On March 14, Charlie Hannerton, a volunteer helping Ukrainian refugees at Poland’s border posted a photo of piles and piles of clothing. Of course, these are donations from people around the world trying to help those who have had to leave their home and their belongings behind as Russia invaded the country. The problem, according to Hannerton, is that the amount of clothing is overwhelming the camps and the volunteers. In a post on Facebook, he showed an enormous heap of clothing, and boxes laying on the street. “When they say no clothes, this is why. This is where clothes end up. Once refugees get to the camps, they then have to get coaches to their next destination in Europe and cannot take bags as there is little space,” he wrote. “This is just a few piles directly outside my tent in Medyka, this is the scene in all camps.”
This is not to say that the donations are wrong or that there is any malicious intent in giving away clothing in a time when people are in need. However, clothing can become burdensome in these situations, and there are ways to approach donations so that they don’t create unintended chaos in the place they land.
Before you donate, be sure that clothing is what is being asked for.
Oftentimes, clothing is a quick and easy donation, one that many of us already have ready to go. Organizations work hard to take these in and ship them around the world, but sometimes it’s not what is actually needed. Even if clothing was an ask last week, it might not be the same this week after thousands answer the call. Make sure you check this before you send your second-hand stuff to see if clothes are still on the list of requests.
If clothing is needed, find out what type you should donate.

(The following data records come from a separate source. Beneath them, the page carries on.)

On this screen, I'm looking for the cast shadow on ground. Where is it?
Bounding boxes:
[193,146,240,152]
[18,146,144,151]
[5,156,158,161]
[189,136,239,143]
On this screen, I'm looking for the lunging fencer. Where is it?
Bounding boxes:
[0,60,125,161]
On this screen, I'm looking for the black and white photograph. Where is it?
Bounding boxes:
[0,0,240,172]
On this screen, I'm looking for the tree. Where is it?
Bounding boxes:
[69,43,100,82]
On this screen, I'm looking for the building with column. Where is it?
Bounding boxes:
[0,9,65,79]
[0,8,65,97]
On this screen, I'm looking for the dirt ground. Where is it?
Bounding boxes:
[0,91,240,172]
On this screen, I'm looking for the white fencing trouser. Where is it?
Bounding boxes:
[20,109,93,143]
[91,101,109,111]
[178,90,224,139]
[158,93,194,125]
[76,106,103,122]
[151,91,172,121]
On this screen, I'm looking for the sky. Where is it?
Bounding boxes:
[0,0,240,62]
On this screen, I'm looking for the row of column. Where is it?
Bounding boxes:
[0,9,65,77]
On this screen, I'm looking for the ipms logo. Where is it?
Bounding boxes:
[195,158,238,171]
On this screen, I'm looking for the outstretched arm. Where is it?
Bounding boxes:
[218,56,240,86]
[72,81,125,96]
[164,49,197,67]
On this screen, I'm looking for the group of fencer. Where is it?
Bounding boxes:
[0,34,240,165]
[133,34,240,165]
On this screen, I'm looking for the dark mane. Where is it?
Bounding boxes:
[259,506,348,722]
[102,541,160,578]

Make sure you are sending what is actually requested. In the case of refugee camps in Eastern Europe, that might be items like coats and scarves. Around the globe, disaster areas and refugee camps have had to deal with piles of clothing that isn’t appropriate for the situation – like high heels or athletic wear.
Do not send damaged clothing.
Give money instead if you can.
If you realize that clothing isn’t what’s needed where you want to donate, giving money is better. Make sure you are donating to a trusted organization. Here is a great list.

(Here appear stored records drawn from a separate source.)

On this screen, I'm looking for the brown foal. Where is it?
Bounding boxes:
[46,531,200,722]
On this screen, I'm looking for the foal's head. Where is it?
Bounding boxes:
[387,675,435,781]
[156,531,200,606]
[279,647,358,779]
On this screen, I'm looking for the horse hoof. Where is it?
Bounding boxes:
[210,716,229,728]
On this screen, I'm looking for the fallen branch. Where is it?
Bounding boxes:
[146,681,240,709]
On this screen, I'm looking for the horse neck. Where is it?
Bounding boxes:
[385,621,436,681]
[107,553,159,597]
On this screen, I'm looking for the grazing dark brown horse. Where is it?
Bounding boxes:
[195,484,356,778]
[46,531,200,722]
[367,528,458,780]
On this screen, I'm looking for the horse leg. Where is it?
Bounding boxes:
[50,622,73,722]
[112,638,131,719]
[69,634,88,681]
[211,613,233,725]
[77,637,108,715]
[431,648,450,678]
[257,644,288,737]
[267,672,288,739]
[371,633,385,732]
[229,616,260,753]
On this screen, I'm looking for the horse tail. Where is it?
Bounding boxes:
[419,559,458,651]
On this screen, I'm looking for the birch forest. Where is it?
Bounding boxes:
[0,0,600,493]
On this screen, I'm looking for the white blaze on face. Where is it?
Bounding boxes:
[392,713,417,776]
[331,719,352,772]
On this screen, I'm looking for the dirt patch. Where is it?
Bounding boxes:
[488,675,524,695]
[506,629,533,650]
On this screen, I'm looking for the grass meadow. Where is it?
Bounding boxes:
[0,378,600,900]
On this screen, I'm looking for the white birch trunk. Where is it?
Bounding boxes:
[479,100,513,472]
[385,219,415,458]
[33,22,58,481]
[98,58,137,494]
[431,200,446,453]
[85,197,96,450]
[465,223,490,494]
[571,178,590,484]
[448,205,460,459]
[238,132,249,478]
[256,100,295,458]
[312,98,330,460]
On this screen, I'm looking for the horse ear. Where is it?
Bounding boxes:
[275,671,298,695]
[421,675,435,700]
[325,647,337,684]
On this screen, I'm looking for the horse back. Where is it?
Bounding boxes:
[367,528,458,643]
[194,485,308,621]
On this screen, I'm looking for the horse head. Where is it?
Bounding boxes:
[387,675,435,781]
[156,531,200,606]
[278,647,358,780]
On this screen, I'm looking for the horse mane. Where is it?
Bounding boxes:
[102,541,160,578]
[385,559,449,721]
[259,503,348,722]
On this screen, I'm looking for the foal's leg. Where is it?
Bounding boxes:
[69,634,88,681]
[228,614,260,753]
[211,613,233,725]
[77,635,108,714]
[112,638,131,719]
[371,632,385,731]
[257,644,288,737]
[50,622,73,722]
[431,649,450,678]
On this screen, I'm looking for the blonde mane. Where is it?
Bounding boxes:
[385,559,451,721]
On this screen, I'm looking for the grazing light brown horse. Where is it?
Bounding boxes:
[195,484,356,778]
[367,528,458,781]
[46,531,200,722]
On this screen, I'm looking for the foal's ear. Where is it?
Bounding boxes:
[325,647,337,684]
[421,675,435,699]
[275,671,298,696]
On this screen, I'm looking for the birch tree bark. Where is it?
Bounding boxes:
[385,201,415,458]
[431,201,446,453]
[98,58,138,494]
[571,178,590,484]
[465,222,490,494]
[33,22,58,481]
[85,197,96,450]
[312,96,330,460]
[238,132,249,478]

If you want your used-clothing to make an impact in the future, divide it up.
In the winter, coats can go to a coat drive in your area. Suits and blazers can go to an organization that helps people who need clothing for work. Damaged clothing can be sent to upcycling or recycling instead of clogging up donation bins and ending up in the trash. Instead of sending a giant garbage bag hoping it makes it where it’s supposed to go, be mindful with your donations.